Proposals to build a 20-storey tower block in Hoxton have prompted a warning that an invasion of high-rise city flats will “obliterate the community.”

Hackney Gazette: Brad LochoreBrad Lochore (Image: Archant)

Regal Hackney Road’s plans for the large-scale development over three sites off Cremer Street and Hackney Road were put before Hackney Council’s planning committee in a special pre-application meeting.

Introduced last year, the meetings give developers a chance to run through designs with councillors who ultimately decide on their fate.

But artist Brad Lochore from conservation group OPEN Shoreditch said it was “madness” to even consider the application as being potentially viable.

Located in a designated priority employment area close to the Grade I-listed Geffrye Museum, the scheme does not comply with policy as two thirds of the 34,000 floor space is residential.

Furthermore, the site is within the Hackney Road conservation area and is also not considered suitable for tower blocks in Hackney’s Tall Buildings Strategy.

Mr Lochore said: “To even entertain developers at this pre-application level indicates just how far corporate hegemony has taken over.

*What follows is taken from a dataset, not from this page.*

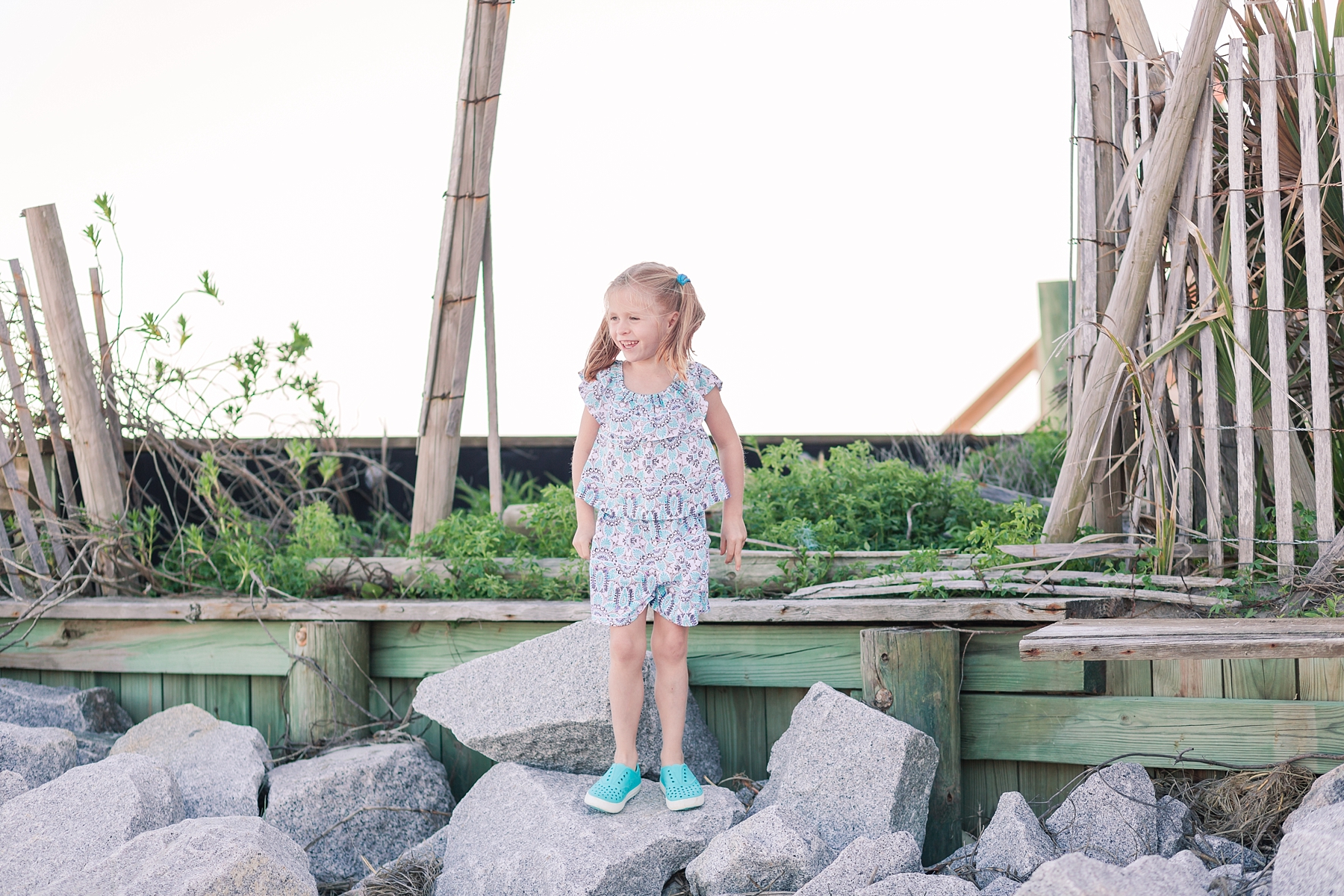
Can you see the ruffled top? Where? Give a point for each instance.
(652, 458)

“Buildings out of context in these areas destroy the area for many people around, forever taking away vital sunlight and destroying views of the sky which quite frankly is the only sense of wonder of the wild we have in London.

“The shadows cast by these buildings are like daggers into the heart of the community, they obliterate communities. People in tower blocks don’t talk to each other, it’s just the psychological reality of them, they are designed for young aspirational couples and single people who ferret away in their own safe rabbit warrens with a concierge downstairs.”

Regal is planning a full public consultation. A spokesman said: “The development is at a very early stage but will include much-needed new homes, affordable housing and commercial office space for the area.”